It’s hard to pinpoint when I got used to being a diabetic. I’ve had this disease for 27 years now and I’ve accepted it as part of who I am. Does it bother me if my pump looks funny in my clothes? Sometimes. Do I enjoy high or low blood sugars? Nope, not one bit. But I’m used to it. I’m used to the fact that eating a box of raisins today may not change my blood sugar but tomorrow it will. I’m used to the unpredictability of Type 1 Diabetes and I’ve accepted it.
What I am not used to is my Rheumatoid Arthritis, but I think I’m getting there. When I was diagnosed three years ago, I was a mess. Fast forward 6-9 months later, thanks to Humira and methotrexate, I was basically in remission (or how I imagine it to be). I very quickly got used to less pain, more energy, and feeling more like myself.

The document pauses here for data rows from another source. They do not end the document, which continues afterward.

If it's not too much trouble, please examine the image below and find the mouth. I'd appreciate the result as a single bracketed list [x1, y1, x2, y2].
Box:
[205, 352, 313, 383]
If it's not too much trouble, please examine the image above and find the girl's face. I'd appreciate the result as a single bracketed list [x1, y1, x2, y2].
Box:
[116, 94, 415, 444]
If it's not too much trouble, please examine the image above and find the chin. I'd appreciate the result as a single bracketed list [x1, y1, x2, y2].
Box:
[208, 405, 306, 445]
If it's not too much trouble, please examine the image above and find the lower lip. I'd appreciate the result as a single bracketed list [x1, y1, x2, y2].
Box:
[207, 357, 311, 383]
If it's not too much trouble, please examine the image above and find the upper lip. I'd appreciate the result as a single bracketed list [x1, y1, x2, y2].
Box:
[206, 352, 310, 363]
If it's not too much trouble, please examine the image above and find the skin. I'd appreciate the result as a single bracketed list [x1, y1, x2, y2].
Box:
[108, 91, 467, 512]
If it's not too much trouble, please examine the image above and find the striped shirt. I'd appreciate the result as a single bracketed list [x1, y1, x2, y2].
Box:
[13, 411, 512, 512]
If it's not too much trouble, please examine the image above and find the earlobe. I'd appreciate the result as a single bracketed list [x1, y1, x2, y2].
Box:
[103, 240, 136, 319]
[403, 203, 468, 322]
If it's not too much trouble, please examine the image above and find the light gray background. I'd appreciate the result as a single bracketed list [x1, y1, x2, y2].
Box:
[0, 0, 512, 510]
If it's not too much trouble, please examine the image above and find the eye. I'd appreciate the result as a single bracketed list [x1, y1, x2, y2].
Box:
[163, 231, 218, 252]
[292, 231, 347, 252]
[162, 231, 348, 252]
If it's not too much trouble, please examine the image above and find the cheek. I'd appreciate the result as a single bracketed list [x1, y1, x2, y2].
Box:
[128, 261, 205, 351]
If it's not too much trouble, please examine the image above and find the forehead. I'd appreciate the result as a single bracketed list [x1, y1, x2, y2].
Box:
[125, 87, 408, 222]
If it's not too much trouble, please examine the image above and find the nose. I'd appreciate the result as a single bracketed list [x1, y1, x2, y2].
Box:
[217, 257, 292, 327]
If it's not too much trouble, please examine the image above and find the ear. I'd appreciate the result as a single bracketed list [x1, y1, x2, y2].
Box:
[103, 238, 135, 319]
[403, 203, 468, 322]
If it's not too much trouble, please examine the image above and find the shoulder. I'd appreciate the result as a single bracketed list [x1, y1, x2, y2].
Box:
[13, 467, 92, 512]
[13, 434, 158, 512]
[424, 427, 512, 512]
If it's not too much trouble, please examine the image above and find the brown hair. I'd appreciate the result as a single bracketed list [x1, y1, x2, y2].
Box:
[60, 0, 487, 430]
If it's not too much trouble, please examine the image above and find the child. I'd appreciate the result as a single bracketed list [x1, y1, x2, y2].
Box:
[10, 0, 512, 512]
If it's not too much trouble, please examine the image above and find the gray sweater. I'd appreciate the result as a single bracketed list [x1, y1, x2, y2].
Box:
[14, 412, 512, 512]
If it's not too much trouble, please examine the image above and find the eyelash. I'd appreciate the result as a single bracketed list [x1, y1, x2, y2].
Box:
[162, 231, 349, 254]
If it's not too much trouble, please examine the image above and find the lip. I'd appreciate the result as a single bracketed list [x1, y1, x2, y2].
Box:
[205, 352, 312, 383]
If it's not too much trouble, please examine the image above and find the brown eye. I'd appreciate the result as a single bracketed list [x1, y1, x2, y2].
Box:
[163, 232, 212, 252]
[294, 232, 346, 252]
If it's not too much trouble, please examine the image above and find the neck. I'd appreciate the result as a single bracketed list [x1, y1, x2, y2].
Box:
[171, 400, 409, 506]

Fast forward a few months from there..I got sick and taken off of my miracle meds. I’ve been fighting since. But this time, I know my sense of remission will be different. My doctor, and various imaging and tests, has confirmed that I have permanent damage to my elbow, knee, hands, and feet. This was confirmed prior to spending nine months on Orencia with things getting worse. Permanent. Permanent damage. Permanent stiffness. Permanent pain.
Up until this week, I viewed a lot of things as bandaids. I would often say “once my biologic works, I won’t need these compression gloves/knee braces/elbow supports”. “Once my biologic works, I won’t have trouble sleeping or need pain meds anymore.”
The goal of my RA medications is to stop or at least slow down the progression of my disease..to reduce inflammation. They simply won’t change what’s already happened to my bones and joints. I’ve known this for awhile now but it never really sank in until yesterday. I caught myself telling my doctor that “as soon as my Enbrel started working, I’d be able to run, sleep well, and wouldn’t need any more pain medications”. As much as I would love for this to be true, I have to start being honest with myself and look for ways to improve my quality of life amongst the pain and fatigue.
To start, I’m vowing to realize that exercising for a few minutes is better than nothing. Just because I can’t go for a long time like I used to, is no reason to stop trying. I am not going to put myself down and/or think about when the day will finally come that I feel great enough to exercise for hours. I’m going to do what I can, as often as I can, and leave it at that. I just have to get used to it.